Andrew Shotland and his team of wonks at Local SEO Guide had always felt that naming consistency was an important ranking factor for local directory sites.
So they designed a study to find out if Name Consistency Theory was for real. Apparently, it is. And this discovery presents an opportunity for directories to improve their ranking.
“We have worked on probably more local directory sites than any agency on the planet. There has always been a theme in Local SEO that NAP [name, address, phone] consistency matters for local businesses to rank well in the Local Packs,” Shotland said.
Does the same principle apply to local directories? To find out, the Local SEO Guide team looked at three different directories to determine how important naming consistency really was. One was a healthcare aggregator site. The others were a national multi-location brand in the local services sector and a Yellow Pages site.
“In each case, we compared the NAP on thousands of listings on these sites to what Google displayed in the Google Business Profile Knowledge Graph. The card on the right-hand side of a typical brand search result for a local business,” Shotland explained.

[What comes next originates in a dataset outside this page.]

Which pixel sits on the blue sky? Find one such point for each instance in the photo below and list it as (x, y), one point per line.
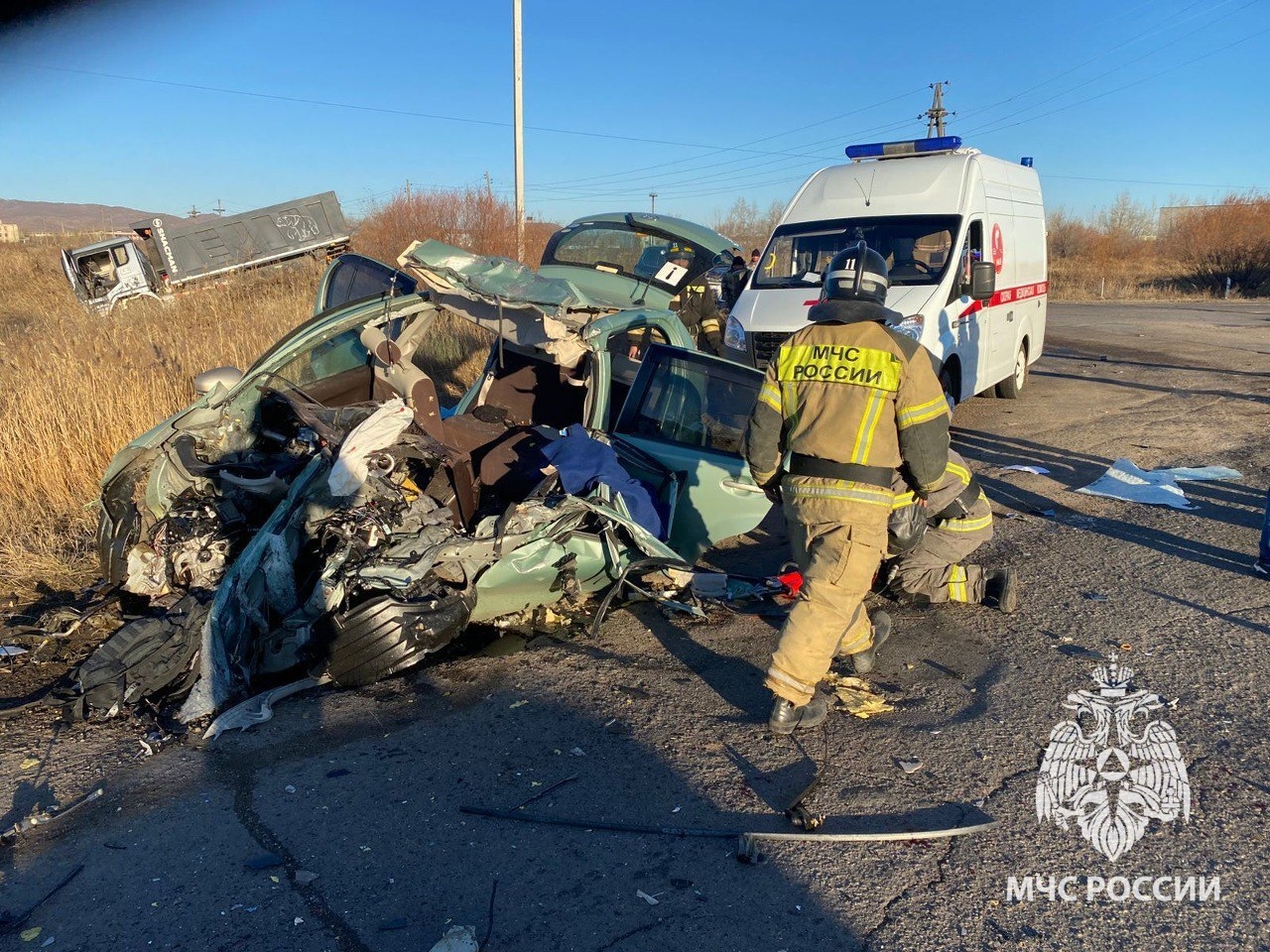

Local SEO Guide found 8,851 opportunities where the listing didn’t match what was on the Google Knowledge Panel. And this was just on the first directory it examined.
“For each site, the degree to which a listing matched the info in the Knowledge Graph correlated with Google rankings. So, a listing that was significantly different on the directory site tended not to rank well. A listing on that was an exact match on the directory site tended to rank well.”
Sifting Through 500,000 Listings
The immediate implication for directory sites is that they might improve their performance in Google by cleaning up their data.
The bigger implication, Shotland says, is that this same pattern is likely to be present for all sorts of queries. And not just business searches.
Local SEO’s VP SEO Strategy Karl Kleinschmidt sifted through 500,000 listings to try to either validate or refute their initial hypothesis that a portion of the directory’s search volume comes from people looking for the businesses in their directory via Google Search. And as noted, directory listing information that matches what Google has as the business’s information will lead to a higher ranking when someone searches for that business.
Shotland said there’s a 23.8% change in ranking position from when a listing in a directory doesn’t match the same NAP info as what’s on the Google Business Profile to when it’s a complete match.